[Math] How mean change standard deviation

statistics

A college statistics class conducted a survey of how students spend their money. They asked 25 students to estimate how much money they typically spend each week on fast food. They determined that the mean amount spent on fast food is $31.52$ with a standard deviation of $21.60$.
Later they realized that a value entered as $3$ should have been $30$. They recalculate the mean and standard deviation. The mean is now $32.60$.
Which of the following is true about the standard deviation?

  • The standard deviation will increase, because we have increased the value of a data point.

  • The standard deviation will stay the same, because the standard deviation is not affected by a change in a single measurement.

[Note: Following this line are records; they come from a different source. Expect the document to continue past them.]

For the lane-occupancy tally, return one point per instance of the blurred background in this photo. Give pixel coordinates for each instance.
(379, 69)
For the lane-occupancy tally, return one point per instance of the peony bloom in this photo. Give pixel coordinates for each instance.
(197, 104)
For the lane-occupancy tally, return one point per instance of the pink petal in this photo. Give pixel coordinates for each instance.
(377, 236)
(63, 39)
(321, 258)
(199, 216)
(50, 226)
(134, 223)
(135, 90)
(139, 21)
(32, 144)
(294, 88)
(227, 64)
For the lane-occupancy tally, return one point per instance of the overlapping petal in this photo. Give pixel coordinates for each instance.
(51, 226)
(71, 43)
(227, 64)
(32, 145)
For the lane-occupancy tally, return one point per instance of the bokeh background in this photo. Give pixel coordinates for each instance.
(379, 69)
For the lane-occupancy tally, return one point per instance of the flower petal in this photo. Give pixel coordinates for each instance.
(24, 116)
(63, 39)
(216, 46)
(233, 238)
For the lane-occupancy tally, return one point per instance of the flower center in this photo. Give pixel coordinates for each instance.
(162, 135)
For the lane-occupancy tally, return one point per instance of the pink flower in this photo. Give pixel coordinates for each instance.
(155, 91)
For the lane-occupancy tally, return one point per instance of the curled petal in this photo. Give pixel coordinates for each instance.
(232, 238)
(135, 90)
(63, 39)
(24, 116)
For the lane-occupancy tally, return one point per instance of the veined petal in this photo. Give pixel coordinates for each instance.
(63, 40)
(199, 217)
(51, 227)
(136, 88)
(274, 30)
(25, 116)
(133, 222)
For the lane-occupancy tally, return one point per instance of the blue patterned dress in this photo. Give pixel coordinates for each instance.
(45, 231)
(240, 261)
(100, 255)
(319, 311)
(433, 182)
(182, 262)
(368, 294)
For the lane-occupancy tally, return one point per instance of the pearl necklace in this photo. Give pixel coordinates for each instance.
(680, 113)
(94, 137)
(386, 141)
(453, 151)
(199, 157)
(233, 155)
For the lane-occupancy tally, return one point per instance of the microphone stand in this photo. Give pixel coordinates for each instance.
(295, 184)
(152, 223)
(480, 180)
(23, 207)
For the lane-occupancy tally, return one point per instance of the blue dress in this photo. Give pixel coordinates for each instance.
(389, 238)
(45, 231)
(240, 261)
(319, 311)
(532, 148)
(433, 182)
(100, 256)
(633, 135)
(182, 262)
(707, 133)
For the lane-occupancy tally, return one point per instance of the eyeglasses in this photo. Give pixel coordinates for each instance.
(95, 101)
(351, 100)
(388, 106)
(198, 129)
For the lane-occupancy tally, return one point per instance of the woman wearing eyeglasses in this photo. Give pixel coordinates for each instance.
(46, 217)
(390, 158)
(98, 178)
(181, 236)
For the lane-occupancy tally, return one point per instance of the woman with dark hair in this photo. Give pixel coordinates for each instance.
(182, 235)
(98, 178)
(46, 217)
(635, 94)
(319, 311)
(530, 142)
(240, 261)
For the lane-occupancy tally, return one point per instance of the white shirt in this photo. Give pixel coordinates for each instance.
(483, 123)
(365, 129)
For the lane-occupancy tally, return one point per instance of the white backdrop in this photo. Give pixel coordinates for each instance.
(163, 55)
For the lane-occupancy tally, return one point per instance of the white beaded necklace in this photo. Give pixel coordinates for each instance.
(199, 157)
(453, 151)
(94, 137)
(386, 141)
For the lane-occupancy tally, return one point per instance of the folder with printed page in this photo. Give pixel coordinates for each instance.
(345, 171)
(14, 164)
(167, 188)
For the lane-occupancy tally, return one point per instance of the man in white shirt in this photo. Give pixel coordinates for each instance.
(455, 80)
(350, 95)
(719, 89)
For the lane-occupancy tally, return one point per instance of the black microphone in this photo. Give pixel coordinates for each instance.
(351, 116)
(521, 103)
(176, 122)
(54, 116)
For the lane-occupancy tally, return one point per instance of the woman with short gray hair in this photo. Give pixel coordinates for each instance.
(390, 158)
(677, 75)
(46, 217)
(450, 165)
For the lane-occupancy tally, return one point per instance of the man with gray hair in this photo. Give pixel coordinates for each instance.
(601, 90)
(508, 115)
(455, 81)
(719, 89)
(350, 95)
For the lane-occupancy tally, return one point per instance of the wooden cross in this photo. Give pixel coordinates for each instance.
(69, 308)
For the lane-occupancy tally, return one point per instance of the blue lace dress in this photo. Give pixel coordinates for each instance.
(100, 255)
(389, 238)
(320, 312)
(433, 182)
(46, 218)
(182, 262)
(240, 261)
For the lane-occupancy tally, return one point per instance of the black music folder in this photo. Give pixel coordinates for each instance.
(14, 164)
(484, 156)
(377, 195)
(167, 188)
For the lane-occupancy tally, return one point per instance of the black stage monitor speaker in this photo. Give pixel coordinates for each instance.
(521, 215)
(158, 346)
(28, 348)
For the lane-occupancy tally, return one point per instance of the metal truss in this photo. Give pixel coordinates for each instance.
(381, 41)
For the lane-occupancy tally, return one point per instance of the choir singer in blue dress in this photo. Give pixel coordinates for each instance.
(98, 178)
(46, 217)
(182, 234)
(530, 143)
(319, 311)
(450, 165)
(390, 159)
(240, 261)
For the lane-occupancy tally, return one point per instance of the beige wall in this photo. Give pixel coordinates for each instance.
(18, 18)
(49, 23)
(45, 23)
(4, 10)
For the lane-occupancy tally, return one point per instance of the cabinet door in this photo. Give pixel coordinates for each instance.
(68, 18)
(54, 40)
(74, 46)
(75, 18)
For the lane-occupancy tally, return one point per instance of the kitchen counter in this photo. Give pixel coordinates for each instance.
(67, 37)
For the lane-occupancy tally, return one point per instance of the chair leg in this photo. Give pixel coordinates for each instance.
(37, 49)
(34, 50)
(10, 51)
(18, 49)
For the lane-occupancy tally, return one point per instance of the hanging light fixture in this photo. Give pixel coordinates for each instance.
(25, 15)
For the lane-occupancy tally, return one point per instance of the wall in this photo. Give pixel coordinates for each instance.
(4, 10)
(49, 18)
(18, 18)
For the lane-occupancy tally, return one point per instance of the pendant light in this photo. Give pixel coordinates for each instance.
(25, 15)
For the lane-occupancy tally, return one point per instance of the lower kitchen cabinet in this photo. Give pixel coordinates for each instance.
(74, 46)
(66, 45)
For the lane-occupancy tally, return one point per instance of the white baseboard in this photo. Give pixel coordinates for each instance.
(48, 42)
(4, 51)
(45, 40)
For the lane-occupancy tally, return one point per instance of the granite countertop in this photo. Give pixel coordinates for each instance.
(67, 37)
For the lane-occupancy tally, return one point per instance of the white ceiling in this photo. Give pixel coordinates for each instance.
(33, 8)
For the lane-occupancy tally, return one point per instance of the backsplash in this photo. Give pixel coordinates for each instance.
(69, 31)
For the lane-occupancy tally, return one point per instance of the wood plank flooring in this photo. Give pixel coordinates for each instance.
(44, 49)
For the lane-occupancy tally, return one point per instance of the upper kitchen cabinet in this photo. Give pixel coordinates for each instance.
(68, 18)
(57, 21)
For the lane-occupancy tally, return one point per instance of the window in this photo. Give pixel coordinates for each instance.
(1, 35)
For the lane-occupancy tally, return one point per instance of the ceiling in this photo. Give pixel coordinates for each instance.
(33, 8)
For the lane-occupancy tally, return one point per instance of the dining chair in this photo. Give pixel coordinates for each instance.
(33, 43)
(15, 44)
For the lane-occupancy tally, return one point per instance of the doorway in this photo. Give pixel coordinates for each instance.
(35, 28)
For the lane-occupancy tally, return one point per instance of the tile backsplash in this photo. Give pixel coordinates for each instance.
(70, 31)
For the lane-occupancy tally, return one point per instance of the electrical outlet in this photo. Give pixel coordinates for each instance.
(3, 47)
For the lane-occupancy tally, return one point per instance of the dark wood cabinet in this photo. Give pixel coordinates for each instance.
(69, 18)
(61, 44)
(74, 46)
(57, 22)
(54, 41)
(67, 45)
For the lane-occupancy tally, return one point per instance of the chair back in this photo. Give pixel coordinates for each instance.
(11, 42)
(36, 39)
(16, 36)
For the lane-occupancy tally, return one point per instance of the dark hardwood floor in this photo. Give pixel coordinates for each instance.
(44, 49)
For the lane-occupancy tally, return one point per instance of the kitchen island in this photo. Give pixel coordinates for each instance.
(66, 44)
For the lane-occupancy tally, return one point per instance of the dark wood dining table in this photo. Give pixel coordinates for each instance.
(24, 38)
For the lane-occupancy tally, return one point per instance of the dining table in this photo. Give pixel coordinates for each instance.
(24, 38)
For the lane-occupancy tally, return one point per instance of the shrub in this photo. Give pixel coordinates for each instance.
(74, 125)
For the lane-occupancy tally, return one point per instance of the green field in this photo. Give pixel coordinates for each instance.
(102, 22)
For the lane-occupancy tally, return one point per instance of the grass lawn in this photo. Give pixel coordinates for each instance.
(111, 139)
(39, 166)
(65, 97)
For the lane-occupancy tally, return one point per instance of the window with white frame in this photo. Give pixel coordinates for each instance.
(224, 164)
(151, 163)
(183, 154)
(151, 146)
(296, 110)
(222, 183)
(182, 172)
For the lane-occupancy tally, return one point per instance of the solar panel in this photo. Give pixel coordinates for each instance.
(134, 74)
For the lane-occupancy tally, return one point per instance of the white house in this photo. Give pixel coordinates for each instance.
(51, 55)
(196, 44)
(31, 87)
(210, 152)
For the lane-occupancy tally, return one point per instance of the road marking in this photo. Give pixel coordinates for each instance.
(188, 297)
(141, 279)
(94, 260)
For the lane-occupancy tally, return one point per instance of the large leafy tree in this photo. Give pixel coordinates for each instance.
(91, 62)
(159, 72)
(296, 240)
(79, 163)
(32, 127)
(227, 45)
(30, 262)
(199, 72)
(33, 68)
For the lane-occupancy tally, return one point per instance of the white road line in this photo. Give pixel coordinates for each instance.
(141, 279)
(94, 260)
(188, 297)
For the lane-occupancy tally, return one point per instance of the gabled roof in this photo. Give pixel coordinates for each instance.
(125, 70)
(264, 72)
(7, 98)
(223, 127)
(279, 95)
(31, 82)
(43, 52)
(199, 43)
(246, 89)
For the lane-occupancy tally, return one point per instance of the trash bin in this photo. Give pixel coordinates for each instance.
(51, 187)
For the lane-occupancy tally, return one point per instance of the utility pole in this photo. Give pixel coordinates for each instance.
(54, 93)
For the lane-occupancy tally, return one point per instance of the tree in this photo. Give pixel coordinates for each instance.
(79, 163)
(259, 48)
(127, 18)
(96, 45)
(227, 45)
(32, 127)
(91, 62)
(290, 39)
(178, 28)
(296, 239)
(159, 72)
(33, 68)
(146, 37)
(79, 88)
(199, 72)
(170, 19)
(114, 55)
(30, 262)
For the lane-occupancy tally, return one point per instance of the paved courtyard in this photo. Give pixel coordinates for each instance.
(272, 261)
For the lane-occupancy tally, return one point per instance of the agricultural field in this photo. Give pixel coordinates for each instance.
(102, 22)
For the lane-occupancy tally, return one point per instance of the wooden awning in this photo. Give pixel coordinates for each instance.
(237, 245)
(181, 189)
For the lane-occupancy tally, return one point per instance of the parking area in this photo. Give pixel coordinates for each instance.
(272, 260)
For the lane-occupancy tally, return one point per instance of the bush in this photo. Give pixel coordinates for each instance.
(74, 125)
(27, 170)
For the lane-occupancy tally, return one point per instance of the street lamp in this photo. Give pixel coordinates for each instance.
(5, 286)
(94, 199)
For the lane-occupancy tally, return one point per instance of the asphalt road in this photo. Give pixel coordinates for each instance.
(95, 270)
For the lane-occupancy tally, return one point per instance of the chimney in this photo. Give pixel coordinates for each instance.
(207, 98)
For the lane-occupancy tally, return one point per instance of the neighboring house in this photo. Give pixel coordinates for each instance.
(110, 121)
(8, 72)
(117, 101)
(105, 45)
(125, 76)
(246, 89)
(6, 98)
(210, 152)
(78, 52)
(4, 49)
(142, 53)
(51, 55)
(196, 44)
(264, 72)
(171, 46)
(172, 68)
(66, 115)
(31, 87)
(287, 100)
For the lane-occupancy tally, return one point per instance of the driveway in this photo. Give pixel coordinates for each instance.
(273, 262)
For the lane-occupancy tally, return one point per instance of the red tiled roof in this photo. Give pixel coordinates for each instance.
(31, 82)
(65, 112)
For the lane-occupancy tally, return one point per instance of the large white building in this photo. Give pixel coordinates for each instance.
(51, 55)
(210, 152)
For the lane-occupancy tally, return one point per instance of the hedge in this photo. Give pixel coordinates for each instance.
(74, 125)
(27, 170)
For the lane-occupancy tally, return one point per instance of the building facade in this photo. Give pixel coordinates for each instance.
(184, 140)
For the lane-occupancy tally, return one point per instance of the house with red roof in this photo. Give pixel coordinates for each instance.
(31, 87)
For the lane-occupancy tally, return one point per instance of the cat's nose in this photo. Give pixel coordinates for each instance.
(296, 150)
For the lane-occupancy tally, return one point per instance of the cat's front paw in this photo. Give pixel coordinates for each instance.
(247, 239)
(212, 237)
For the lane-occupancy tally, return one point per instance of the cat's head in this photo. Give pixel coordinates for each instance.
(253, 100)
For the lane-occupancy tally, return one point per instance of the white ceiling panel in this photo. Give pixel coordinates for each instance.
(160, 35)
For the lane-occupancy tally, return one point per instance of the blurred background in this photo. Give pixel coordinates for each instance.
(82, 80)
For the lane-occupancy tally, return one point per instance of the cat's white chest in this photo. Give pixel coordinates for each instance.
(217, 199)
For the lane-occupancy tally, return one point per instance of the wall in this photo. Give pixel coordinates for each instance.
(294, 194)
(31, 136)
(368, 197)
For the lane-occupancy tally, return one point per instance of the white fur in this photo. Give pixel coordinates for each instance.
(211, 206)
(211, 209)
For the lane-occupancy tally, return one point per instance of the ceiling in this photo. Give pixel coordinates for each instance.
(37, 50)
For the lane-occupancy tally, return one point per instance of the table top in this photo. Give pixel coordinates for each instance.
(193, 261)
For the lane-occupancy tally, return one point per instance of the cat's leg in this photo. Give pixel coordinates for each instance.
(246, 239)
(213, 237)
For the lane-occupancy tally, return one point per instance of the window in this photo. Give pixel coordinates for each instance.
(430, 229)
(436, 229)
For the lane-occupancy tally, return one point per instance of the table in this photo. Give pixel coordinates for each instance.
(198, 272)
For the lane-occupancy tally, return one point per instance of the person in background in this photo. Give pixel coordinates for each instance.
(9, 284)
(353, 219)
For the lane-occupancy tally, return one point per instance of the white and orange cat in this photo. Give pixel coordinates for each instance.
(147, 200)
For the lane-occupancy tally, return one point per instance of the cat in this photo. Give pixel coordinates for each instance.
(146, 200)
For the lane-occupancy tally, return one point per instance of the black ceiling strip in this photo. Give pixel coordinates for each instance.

  • The standard deviation will decrease, because this change moved a data point closer to the mean.

Best Answer

Since the question is how the standard deviation changes when changing a data point, and for a fixed number of data points the standard deviation is a differentiable function of the data points, we can solve this answer by looking at the sign of the derivative.

Since all we are interested in is the direction of change and the standard deviation is positive, we can instead look at the square of the standard deviation, also known as variance.

Let's assume wlog that it is data point $x_1$ that is changed. We have $$v = \frac{1}{n}\sum(x_i-\bar x)^2$$ therefore we get by standard derivation rules $$\frac{\mathrm dv}{\mathrm dx_1} = \frac{1}{n}(x_1-\bar x)\left(1-\frac{\mathrm d\bar x}{\mathrm dx_1}\right)$$ Since $$\bar x = \frac{1}{n}\sum x_i$$ we have $$\frac{\mathrm d\bar x}{\mathrm dx_1} = \frac{1}{n}$$ so we finally get $$\frac{\mathrm dv}{\mathrm dx_1} = \frac{n-1}{n^2}(x_1-\bar x)$$ The prefactor is positive, therefore this term is positive if $x_1>\bar x$ and negative if $x_1<\bar x$. That means, the variance, and therefore the standard deviation, grows if a single data point is moved away from the mean, and shrinks if a single data point is moved towards the mean.

Therefore the third bullet point is correct.